6.2.3 S’agissant de la nécessité pour le recourant de ne pas être séparé de sa famille, le Tribunal constate que ce dernier n’a aucunement établi se trouver dans une situation de dépendance telle que requise par la jurisprudence relative à l’art. 8 CEDH (cf. ATF 145 I 227 consid. 6.7). Il ne saurait dès lors se prévaloir de cette disposition.
6.2.4 Sur le vu de ce qui précède, rien n’indique que l’intéressé se retrouverait selon toute vraisemblance, en cas de retour en Grèce, dans une situation d'urgence existentielle en raison de circonstances individuelles d'ordre social, économique ou sanitaire (cf. arrêts de référence du TAF précités D-2590/2025 consid. 8.3 ; E-3427/2021, E-3431/2021 consid. 11.4). Dès lors, il ne saurait être retenu que l’exécution de son renvoi en Grèce le mettrait concrètement en danger, au sens restrictif de l’art. 83 al. 4 LEI. Celle-ci doit être considérée comme raisonnablement exigible.
6.3 Cette mesure est de plus possible (cf. art. 83 al. 2 LEI), les autorités grecques ayant expressément donné leur accord à la réadmission de l’intéressé.
6.4 Enfin, le SEM a établi de manière exacte et complète l'état de fait pertinent. Il s’ensuit que la décision attaquée ne viole pas le droit fédéral et n’est pas inopportune – s’agissant de l’application de la LEI (art. 106 al. 1 LAsi et art. 49 PA ; cf. ATAF 2014/26 consid. 5).

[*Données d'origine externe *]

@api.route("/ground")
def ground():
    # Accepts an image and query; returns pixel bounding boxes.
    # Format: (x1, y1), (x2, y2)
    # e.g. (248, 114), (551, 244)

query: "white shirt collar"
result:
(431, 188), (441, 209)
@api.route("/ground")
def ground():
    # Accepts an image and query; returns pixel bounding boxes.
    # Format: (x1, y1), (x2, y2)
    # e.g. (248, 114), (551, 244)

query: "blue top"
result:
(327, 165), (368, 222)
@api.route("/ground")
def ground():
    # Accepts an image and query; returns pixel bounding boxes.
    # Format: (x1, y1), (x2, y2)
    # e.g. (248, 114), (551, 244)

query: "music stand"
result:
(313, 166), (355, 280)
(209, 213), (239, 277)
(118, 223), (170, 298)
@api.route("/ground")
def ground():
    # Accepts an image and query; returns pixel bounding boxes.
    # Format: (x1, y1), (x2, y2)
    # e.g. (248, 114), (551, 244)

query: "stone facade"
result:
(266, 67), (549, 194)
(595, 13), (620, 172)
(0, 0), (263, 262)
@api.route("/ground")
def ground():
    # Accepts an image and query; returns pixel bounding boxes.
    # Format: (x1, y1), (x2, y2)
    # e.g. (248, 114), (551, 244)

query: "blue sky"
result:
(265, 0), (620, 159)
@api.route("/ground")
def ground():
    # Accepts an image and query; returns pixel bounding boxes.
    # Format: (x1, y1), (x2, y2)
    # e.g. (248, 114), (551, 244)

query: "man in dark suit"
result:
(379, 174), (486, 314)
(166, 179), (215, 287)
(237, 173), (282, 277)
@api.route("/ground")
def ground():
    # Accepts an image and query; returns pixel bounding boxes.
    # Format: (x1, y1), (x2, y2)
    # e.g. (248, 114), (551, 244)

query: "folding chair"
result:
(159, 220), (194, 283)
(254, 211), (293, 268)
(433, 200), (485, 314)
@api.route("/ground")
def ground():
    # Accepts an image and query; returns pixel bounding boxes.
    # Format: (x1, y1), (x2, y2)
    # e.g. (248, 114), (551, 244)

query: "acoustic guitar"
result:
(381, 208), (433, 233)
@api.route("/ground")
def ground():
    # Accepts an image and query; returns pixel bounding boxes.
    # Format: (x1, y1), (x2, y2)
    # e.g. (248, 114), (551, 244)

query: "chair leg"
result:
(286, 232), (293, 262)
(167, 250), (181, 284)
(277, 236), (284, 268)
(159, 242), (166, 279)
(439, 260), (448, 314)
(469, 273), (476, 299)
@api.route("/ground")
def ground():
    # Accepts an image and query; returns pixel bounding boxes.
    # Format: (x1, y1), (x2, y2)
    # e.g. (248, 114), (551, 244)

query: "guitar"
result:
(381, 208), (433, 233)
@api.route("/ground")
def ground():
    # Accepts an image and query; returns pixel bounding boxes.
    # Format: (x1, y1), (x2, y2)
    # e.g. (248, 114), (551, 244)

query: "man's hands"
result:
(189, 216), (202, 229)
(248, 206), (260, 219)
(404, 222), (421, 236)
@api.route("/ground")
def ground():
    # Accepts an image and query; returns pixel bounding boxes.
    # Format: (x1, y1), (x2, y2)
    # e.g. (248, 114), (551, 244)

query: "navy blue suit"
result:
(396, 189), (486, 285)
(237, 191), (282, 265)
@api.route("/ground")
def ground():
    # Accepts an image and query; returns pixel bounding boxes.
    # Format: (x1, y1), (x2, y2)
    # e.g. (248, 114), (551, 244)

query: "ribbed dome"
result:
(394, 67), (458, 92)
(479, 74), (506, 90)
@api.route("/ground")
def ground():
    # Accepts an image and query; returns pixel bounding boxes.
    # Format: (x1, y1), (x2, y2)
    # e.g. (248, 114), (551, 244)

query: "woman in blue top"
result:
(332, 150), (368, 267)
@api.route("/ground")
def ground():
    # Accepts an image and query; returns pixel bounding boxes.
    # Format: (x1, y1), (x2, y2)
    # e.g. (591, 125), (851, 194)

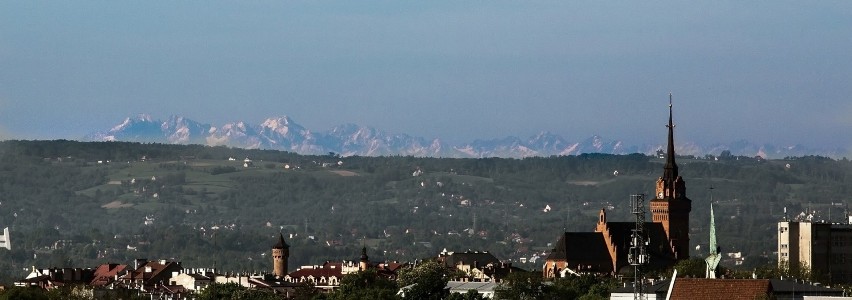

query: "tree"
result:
(447, 290), (486, 300)
(398, 260), (450, 299)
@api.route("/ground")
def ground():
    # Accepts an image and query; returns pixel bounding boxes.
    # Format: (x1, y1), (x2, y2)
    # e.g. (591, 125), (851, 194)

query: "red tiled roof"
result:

En conséquence, le recours est rejeté.
7.
7.1 S'avérant manifestement infondé, il l’est dans une procédure à juge unique, avec l'approbation d'un second juge (art. 111 let. e LAsi) ; il est dès lors renoncé à un échange d'écritures, le présent arrêt n'étant motivé que sommairement (art. 111a al. 1 et 2 LAsi).
7.2 La demande de dispense d’une avance des frais de procédure devient sans objet, dès lors qu’il est immédiatement statué sur le fond. Les conclusions du recours étaient d’emblée vouées à l’échec, de sorte que la demande d’assistance judiciaire totale doit être rejetée, une des conditions cumulatives prévues à l’art 65 al. 1et 2 PA (en lien avec l’art. 102m LAsi) n’étant pas réalisée.
7.3 Vu l’issue de la cause, il y a lieu de mettre les frais de procédure à la charge du recourant, conformément aux art. 63 al. 1 PA et 2 et 3 let. a du règlement du 21 février 2008 concernant les frais, dépens et indemnités fixés par le Tribunal administratif fédéral (FITAF, RS 173.320.2).
(dispositif page suivante)
Dispositif
Par ces motifs, le Tribunal administratif fédéral prononce :
1. La requête de jonction de la présente cause au dossier concernant la famille du recourant est rejetée.
2. Le recours est rejeté.
3. La requête d’assistance judiciaire totale est rejetée.
4. Les frais de procédure, d’un montant de 1'000.- francs, sont mis à la charge du recourant. Ce montant doit être versé sur le compte du Tribunal dans les 30 jours dès l’expédition du présent arrêt.
5. Le présent arrêt est adressé au recourant, au SEM et à l’autorité cantonale concernée.